While some privacy advocates may claim that federal agencies are not taking the privacy rule seriously enough, regulators state that they are prepared to impose civil monetary penalties where appropriate. According to the Department of Health and Human Services' (HHS) Office of Civil Rights, voluntary compliance has worked well thus far in dealing with complaints.1 Very few would disagree, however, that the unintentional disclosure of personal health information can have serious consequences, including monetary penalties, litigation and a public relations failure.
Some of the data produced by health care organizations, while deemed necessary for making business decisions, may be based on personal health information that could likely be reasonably identifiable, thereby placing the organization at risk. Thus, a balance must be found between business needs and the mitigation of disclosure risk related to HIPAA.
Regulatory and Legal Background
HIPAA legislation has had a profound impact on the current regulatory and legal landscape. The Department of Health and Human Services issued a final Rule on December 28, 2000, establishing "Standards for Privacy of Individually Identifiable Health Information" (Privacy Rule) that took effect in April 2003. Under the Privacy Rule, health care organizations must guard against the misuse of individuals' identifiable health information. The Privacy Rule does allow businesses to create de-identified health information in order to meet their needs. However, the de-identification procedures must be sufficient to eliminate a reasonable basis to believe that the information can be used to identify an individual.
HHS is responsible for the enforcement of HIPAA. In addition to enforcement,
"... the Privacy Rule has the potential to dramatically increase the number of lawsuits against health care providers and payers for wrongful disclosures. Some experts believe that private litigation will play a more significant role in enforcement than government agencies will. Some even consider the potential magnitude of HIPAA litigation to be in the same class with tobacco litigation, breast implant litigation and asbestos litigation. In any event, HIPAA expands opportunities for civil lawsuits ..."2
Under HIPAA, health care organizations must render anonymous any individually identifiable health information, must establish privacy practices, and are advised to seek third-party review.
Research and Guidelines
Many studies on de-identifying information arise from a sample being drawn from a population. Sophisticated mathematical models have been developed to assign the probability of correctly de-identifying an individual.

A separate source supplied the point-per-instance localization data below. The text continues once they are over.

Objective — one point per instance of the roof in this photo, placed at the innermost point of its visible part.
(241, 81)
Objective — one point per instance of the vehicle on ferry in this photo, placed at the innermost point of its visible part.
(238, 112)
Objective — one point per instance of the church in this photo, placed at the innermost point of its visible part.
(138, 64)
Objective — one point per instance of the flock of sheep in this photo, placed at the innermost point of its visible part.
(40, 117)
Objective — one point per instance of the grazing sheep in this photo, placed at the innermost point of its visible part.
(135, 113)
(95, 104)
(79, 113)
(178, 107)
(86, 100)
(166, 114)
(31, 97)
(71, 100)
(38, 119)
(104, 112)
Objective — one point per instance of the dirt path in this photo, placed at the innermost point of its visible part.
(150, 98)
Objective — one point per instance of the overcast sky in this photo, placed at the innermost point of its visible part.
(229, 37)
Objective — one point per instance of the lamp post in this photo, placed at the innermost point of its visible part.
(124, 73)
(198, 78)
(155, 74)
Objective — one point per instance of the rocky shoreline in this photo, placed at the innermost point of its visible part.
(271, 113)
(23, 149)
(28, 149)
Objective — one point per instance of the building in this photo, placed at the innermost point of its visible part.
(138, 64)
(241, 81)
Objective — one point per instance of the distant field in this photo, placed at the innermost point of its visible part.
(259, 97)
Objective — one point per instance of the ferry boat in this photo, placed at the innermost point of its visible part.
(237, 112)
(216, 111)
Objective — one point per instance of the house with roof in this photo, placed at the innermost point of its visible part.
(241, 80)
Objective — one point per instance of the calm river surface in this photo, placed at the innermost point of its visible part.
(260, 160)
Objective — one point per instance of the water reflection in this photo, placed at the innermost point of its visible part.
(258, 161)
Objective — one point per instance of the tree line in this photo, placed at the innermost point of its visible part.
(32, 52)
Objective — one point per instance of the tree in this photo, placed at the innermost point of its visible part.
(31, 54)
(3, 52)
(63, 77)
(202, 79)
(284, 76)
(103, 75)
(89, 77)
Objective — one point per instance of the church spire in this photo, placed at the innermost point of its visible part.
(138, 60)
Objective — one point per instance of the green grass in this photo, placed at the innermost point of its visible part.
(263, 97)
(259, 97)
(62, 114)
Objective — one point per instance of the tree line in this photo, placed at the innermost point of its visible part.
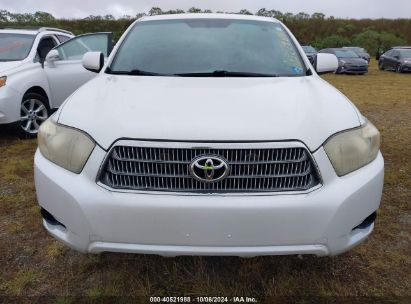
(315, 29)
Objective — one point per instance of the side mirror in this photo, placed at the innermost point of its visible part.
(93, 61)
(326, 63)
(52, 56)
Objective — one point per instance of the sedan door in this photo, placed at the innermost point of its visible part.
(66, 74)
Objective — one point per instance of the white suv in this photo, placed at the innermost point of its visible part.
(209, 135)
(35, 81)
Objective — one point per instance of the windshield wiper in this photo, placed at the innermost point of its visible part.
(223, 73)
(134, 72)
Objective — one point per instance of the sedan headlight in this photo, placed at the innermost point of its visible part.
(353, 149)
(67, 147)
(3, 81)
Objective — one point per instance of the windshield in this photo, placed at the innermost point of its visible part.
(345, 54)
(15, 47)
(309, 49)
(405, 53)
(200, 46)
(357, 50)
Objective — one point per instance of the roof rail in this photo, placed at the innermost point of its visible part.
(33, 28)
(43, 29)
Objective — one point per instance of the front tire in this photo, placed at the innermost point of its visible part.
(34, 111)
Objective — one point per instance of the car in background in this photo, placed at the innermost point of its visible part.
(396, 59)
(311, 53)
(360, 52)
(348, 61)
(39, 69)
(180, 146)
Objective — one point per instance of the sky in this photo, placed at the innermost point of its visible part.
(337, 8)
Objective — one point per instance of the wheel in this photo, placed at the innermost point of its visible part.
(33, 112)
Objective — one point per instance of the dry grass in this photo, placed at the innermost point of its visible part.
(33, 264)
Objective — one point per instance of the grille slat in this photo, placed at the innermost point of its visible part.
(251, 170)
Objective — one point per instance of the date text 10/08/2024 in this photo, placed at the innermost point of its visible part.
(203, 300)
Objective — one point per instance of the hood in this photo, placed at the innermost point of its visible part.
(111, 107)
(5, 66)
(359, 61)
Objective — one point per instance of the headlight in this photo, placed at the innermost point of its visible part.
(69, 148)
(3, 81)
(353, 149)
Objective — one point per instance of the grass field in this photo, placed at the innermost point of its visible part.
(33, 264)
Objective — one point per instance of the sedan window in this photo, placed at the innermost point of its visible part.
(14, 47)
(193, 47)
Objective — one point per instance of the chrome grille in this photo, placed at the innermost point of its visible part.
(167, 169)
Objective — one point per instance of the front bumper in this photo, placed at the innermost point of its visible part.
(406, 68)
(319, 222)
(352, 70)
(10, 102)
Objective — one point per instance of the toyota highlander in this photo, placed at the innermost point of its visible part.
(209, 134)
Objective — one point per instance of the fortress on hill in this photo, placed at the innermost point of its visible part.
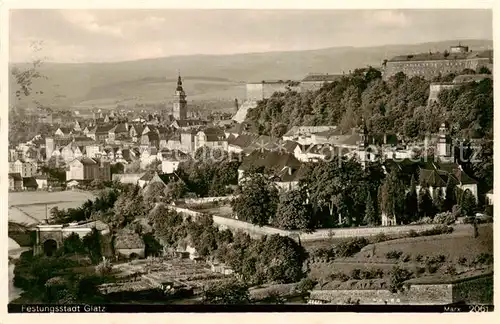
(426, 65)
(429, 65)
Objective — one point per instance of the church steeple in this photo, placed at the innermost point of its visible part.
(179, 83)
(180, 103)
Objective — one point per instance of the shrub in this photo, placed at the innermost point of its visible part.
(440, 258)
(456, 211)
(446, 218)
(380, 237)
(104, 268)
(339, 276)
(393, 254)
(412, 233)
(431, 268)
(351, 247)
(371, 274)
(426, 220)
(323, 254)
(437, 230)
(356, 274)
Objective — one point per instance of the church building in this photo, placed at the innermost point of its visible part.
(180, 103)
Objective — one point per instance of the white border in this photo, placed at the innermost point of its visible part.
(206, 4)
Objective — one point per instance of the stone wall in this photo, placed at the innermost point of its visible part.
(256, 231)
(436, 88)
(475, 291)
(438, 294)
(194, 201)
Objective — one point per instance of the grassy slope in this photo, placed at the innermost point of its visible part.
(451, 245)
(72, 84)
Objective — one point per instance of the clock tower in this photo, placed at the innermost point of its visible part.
(180, 103)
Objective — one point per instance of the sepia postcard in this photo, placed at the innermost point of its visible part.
(248, 160)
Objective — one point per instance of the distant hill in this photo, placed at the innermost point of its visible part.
(206, 77)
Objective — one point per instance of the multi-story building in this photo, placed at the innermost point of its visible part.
(430, 65)
(24, 168)
(315, 81)
(213, 138)
(88, 169)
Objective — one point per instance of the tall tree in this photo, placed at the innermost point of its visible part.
(393, 197)
(425, 207)
(293, 213)
(258, 200)
(371, 217)
(468, 203)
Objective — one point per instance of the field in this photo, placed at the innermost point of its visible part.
(31, 207)
(452, 246)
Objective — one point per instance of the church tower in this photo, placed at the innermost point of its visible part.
(180, 103)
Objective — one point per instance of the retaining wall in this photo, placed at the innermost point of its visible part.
(476, 290)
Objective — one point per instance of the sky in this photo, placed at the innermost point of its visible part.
(76, 36)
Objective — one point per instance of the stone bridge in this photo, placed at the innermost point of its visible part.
(49, 238)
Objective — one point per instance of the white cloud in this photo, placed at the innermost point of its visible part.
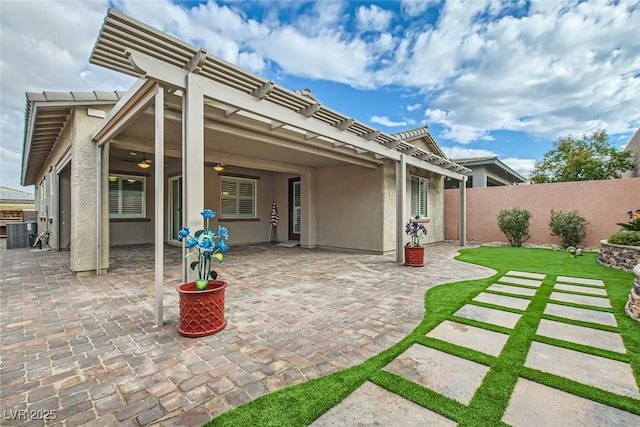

Often, however, health care data contained on tables represent the entire population and not a sample. Hence, the previously developed theory does not necessarily apply to these types of data. Moreover, our review of the underlying statistical theory indicates that extensions of these models are often nonsensical for population data.
Although there are differences in the statistical applications for de-identifying individuals for a population and a sample, statistical theory can be used to calculate probabilities of identifying individuals in a population. This theory relies on the number of individuals in a cell and the number of individuals in a table. It assumes implicitly that no other information is known about an individual. These calculations indicate that small cell sizes are optimal: that is, if a cell, defined by a row and column, has a small number of observations, the probability of identifying correctly at least one individual in that cell is small. Moreover, when a cell has a large number of observations, the probability of identifying at least one individual in that cell is large.
These results are counterintuitive to what occurs in practice. Specifically, small cell sizes and large cell sizes are both problematic: a solution is to thereby suggest general guidelines relating to the table structures that will mitigate the risk of de-identification or disclosure. More specifically:
- Maintain a minimum number of individuals per cell. The Federal Committee on Statistical Methodology, Subcommittee on Disclosure Limitation Methodology, reports the use of a threshold rule; that is, a cell in a table of frequencies is defined to be sensitive if the number of individuals is less than some specified number.3Some Federal agencies require at least five in a cell, others require three.
- Apply the concentration rule. Regardless of the number of individuals in a cell, if a small number (n or fewer) of individuals contribute a large percentage (k percent or more) of the total cell value, then the n respondent, k percent rule of cell dominance defines the cell as sensitive. Many statistical agencies use an (n, k) rule with n = 1 or 2 and k = 60 to 90 percent.4 In practice, we suggest that no one individual represents more than 70 percent of a cell total, or that his or her individual cell value is no larger than two standard deviations from the mean.
- Display data in percentages rather than actual counts.
- Report either the totals or averages (without counts) to display cost or account information.
- Reduce the number of rows that display demographic characteristics (for example, the age distribution). Distributions displayed in groups of 10 or 20 percent of the population should be considered.
- Combine complimentary information: Sensitive data can be easily masked by combining these data with neighboring cells or complimentary tables. Alternatively, the frequency of reporting (e.g., quarterly instead of monthly) could be changed so that minimum cell size can be achieved.
Common Privacy Concerns for Population Data
To safeguard and protect health information, health care organizations are interested in de-identifying tabular population data. Figure 1 presents an example of magnitude and count data requiring de-identification. Attributes include age; population counts and/or population percentages; and magnitude data including averages and sums of medical expenditures. These data can be described by any distribution and are often skewed.